De voorliggende herziening beperkt zich tot een paar regels van het bestemmingsplan uit 2019.
De planologische wijzigingen die met deze herziening mogelijk worden gemaakt, zijn van een dusdanige aard en schaal dat van milieueffecten anders dan beschreven en onderzocht in het bestemmingsplan 'Hoevelaar Fase 1' geen sprake is.

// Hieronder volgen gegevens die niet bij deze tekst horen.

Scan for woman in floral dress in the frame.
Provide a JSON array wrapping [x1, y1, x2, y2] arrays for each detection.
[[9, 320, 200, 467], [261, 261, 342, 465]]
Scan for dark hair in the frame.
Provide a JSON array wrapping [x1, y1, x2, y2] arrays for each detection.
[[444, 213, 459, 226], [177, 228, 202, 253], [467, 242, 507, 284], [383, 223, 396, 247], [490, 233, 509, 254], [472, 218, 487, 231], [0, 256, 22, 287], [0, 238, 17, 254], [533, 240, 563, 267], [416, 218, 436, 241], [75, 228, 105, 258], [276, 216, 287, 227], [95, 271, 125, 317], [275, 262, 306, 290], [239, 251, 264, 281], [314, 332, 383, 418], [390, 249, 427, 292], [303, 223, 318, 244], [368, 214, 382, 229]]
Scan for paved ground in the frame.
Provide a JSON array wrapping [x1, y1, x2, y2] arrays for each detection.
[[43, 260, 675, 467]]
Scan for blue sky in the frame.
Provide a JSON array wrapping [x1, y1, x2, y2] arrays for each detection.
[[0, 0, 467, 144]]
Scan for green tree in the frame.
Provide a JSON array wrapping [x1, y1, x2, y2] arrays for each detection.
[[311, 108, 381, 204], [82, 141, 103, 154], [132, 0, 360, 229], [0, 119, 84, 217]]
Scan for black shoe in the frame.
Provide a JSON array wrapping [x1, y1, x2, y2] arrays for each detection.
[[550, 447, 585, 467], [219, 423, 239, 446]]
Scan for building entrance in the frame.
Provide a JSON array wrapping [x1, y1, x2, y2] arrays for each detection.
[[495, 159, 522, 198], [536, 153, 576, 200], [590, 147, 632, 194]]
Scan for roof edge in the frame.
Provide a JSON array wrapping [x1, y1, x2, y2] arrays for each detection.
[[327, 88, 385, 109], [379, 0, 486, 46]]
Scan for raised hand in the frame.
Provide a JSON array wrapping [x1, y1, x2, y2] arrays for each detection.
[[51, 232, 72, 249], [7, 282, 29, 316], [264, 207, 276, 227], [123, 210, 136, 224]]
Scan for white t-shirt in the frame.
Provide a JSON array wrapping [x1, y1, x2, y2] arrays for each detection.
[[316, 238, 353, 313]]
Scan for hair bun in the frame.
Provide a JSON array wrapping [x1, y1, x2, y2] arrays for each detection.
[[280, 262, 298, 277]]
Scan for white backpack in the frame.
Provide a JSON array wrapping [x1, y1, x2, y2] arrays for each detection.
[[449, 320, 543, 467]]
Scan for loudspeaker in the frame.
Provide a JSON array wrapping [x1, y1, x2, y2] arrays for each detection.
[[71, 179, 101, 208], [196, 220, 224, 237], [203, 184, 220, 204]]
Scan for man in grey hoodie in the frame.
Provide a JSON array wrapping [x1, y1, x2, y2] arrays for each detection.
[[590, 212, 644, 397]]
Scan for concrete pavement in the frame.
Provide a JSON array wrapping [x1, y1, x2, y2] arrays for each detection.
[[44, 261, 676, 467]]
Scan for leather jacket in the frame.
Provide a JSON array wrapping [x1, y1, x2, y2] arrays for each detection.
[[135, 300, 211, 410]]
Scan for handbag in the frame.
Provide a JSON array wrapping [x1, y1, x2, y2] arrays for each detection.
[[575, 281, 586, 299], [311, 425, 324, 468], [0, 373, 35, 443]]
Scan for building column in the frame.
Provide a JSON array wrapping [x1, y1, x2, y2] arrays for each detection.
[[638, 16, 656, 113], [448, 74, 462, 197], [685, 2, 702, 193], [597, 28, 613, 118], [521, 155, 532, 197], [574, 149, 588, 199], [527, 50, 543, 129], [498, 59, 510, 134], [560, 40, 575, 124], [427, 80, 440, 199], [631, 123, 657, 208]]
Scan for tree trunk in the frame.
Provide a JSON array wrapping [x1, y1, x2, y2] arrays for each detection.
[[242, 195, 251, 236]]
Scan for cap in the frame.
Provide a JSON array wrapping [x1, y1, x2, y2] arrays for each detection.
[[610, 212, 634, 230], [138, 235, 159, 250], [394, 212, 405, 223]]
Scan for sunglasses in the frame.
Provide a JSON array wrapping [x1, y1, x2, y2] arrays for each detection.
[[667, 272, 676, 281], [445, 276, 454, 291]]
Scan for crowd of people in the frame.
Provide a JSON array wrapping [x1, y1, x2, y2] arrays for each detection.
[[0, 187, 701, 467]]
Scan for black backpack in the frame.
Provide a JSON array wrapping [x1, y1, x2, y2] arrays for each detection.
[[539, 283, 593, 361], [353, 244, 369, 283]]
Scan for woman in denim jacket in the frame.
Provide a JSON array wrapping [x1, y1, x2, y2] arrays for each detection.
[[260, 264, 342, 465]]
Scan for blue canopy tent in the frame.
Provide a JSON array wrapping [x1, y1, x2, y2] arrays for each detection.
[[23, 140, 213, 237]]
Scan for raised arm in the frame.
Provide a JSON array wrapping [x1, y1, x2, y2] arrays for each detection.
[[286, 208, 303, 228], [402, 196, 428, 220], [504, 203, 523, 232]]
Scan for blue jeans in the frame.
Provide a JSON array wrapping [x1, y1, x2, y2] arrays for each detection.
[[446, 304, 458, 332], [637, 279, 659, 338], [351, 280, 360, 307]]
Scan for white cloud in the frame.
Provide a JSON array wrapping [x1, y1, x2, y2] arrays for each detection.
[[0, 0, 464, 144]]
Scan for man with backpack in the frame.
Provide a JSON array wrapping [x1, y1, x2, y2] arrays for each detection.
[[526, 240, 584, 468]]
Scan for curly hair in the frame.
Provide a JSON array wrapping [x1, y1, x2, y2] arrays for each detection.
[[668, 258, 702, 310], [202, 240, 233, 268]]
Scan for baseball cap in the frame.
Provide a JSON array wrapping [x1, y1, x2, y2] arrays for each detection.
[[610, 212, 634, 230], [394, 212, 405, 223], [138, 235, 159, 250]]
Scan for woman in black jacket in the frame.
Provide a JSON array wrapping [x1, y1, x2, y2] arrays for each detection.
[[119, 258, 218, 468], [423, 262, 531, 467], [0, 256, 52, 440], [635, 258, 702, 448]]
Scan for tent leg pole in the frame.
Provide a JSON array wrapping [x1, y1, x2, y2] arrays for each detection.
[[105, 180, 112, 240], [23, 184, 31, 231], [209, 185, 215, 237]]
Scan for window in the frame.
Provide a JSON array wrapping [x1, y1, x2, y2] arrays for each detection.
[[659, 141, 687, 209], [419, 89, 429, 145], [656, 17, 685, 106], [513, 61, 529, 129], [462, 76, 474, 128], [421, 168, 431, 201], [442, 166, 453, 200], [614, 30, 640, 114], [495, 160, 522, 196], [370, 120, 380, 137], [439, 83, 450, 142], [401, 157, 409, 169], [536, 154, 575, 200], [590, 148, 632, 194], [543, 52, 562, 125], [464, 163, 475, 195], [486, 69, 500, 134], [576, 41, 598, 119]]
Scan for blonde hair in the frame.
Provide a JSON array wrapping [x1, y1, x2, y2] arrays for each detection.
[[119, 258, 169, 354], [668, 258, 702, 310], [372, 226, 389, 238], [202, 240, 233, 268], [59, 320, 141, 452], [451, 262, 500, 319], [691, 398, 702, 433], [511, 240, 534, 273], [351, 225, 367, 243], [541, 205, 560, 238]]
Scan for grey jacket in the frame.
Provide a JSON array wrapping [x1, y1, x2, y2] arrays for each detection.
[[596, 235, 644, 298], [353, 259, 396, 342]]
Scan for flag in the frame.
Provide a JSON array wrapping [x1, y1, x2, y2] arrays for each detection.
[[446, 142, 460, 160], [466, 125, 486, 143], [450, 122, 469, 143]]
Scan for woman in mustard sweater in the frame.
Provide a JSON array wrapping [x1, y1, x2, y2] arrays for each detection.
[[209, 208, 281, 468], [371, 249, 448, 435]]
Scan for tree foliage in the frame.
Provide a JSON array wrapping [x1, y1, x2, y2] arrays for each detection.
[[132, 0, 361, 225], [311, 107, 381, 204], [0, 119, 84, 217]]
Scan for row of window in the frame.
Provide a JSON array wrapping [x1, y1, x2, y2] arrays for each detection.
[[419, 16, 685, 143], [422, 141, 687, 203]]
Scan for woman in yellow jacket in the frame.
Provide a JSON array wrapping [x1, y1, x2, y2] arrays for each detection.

Ingevolge het Bro heeft de gemeente de onderzoeksverplichting om de financieel-economische uitvoerbaarheid van het plan te toetsen (artikel 3.1.6 lid 1 sub f Bro). In dit geval is het vaststellen van een exploitatieplan niet noodzakelijk en is de economische uitvoerbaarheid voldoende gewaarborgd. Er wordt immers geen nieuw bouwplan mogelijk gemaakt.
Ontwerpbestemmingsplan
Het ontwerpbestemmingsplan met de daarbij behorende stukken hebben gedurende een periode van 6 weken ter inzage gelegen. Gedurende deze periode is het voor eenieder mogelijk om mondeling of schriftelijk een zienswijze op het ontwerpbestemmingsplan te geven. De binnengekomen zienswijzen zijn samengevat en beantwoord in de Nota Zienswijze, zie bijlage 1. Naar aanleiding van de zienswijzen zijn enkele beperkte aanpassingen doorgevoerd.
Vaststelling
Vervolgens stelt de gemeenteraad het bestemmingsplan al dan niet gewijzigd vast. Uiteindelijk is tegen het bestemmingsplan beroep mogelijk bij de Afdeling Bestuursrechtspraak van de Raad van State.